I do. It's frankly selfish. Having an AI get training on my old comments costs me nothing and it results in the development of useful AI tools. Trying to sabotage that is petty and pointless. It's not like you could somehow collect the fraction of a pittance that you think you're owed retroactively. I never commented on Reddit thinking "awesome, I'm going to make bank on the content I'm generating here."
People complain about the capitalist mindset of the world and then they do this. Sigh.
I had an 11 year old account that I deleted all my old comments and posts from because of the API debacle. Does that make me selfish that I felt like Reddit wasn’t holding up its end of the unwritten agreement?
Reddit doesn’t deserve my content anymore than I deserve access from the third party API.
If you did it over the API debacle then you're not one of the people I'm talking about here. This is about people deleting their content to prevent it from being used to train AIs.
Do you not remember the real reason why the API debacle happened in the first place was to prepare for this moment? It was always about easy access to training data, third party apps got caught in the crossfire.
That's ignoring an awful lot of other considerations. Obviously Reddit hasn't explained itself in a trustworthy way, but a common belief at the time is that it was to force people to use the official Reddit mobile app so they could be subject to advertising.
It's the insistence that everything that people do must be compensated with money. People have spent years posting on Reddit for fun, without any thought to being paid for it, and now all of a sudden someone else is making some money so they're demanding that they should get their slice.
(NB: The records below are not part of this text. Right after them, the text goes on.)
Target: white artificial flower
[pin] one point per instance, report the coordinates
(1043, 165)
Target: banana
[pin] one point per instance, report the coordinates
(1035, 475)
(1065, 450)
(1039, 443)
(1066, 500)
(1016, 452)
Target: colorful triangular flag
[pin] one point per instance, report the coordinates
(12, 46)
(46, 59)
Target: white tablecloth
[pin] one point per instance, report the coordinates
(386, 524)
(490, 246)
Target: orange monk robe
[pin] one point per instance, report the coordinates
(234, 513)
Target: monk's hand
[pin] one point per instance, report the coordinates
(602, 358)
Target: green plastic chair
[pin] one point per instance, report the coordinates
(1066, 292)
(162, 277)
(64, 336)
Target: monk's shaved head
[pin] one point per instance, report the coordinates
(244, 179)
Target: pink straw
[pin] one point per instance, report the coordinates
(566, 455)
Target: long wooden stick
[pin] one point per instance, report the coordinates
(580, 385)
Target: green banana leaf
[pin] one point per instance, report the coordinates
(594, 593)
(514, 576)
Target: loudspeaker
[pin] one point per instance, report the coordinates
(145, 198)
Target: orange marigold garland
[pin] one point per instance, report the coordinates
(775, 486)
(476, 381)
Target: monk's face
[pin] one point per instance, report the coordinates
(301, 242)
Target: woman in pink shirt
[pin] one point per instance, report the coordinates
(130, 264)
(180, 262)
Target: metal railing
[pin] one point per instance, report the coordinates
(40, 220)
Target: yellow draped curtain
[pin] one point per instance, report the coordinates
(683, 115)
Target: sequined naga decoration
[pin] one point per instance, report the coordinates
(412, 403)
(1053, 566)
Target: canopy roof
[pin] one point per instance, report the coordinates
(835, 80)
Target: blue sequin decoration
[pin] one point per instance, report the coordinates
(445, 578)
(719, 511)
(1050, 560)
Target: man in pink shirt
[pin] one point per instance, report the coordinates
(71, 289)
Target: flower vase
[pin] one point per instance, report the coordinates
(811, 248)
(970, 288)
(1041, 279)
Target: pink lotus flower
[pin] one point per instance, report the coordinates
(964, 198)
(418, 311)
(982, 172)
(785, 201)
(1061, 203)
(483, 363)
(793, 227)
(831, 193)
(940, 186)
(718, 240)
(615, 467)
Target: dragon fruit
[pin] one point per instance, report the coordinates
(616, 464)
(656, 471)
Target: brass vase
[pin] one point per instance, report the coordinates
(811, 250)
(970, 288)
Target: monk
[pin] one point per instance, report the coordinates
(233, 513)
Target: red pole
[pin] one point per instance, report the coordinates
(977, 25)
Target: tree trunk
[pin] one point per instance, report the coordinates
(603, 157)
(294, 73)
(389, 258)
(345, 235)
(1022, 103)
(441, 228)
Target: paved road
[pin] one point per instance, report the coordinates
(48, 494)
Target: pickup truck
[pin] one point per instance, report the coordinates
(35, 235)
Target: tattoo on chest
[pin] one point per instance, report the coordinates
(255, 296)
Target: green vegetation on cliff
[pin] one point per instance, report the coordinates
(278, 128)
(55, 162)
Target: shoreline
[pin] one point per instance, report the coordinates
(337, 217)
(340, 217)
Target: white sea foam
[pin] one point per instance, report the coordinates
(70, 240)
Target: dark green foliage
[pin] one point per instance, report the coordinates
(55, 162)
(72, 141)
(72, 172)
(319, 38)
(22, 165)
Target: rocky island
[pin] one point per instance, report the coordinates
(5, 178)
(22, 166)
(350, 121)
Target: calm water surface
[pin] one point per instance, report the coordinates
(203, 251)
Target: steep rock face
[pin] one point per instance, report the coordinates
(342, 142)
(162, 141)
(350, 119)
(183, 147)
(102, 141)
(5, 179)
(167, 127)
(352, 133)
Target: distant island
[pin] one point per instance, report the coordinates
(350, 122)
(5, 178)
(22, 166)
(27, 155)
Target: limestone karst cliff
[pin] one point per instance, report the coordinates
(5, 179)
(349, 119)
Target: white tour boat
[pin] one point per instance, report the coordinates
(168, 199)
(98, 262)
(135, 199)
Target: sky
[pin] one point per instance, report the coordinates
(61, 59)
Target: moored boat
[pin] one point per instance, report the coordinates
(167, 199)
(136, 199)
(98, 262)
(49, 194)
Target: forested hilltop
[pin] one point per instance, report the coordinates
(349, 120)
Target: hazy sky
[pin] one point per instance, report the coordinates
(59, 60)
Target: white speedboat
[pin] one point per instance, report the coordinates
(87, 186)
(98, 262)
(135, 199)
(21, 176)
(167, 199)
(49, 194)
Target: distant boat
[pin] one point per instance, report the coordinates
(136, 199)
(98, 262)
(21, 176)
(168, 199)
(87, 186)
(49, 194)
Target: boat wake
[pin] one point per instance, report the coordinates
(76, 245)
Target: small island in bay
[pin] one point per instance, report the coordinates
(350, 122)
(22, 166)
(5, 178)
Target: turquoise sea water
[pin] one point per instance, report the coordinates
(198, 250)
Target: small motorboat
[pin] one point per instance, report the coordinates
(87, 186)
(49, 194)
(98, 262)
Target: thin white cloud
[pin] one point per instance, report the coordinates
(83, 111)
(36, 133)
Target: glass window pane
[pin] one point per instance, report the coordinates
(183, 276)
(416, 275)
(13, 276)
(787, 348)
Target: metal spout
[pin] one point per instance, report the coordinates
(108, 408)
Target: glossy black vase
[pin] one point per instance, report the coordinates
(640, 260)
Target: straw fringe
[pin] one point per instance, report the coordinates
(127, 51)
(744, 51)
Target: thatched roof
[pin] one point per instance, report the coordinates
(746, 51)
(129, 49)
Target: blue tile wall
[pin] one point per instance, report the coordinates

And doing what they can to wreck their earlier efforts when they don't.
How does Reddit making some money licensing this stuff harm those of us who contributed to it? Is there any problem aside from "I wanna get paid!"?
Why do you think it's about wanting a slice? They posted on Reddit with no expectation of profit. But they don't want others to profit off it either. It's not that complicated.
They wouldn't have posted if they knew this was going to happen. They posted because it was fun, not for this.
They may be morally opposed to AI (as there are many valid reasons to be opposed to it), or they may just have wanted to have been able to make an informed decision before posting, but by retroactively training the AI on their posts they've robbed them of the agency to make that decision.
They posted content on a website whose user agreement says "we can do whatever we like with the content you post here" and then go surprised-pikachu when the website goes ahead and does whatever they like with the content they posted. Frankly, I'm not tremendously sympathetic. This should have been easy to predict.
Oh yeah I'm sure you predicted LLMs, and that they would need ridiculous amounts of training data wayyyy back in 2005 when Reddit started lol. Super easy to predict. Good job bud.
What about people who just think “A.I.” Is dog shit and chat bots are a dumb obsession steering the industry in the wrong direction due to hype and money?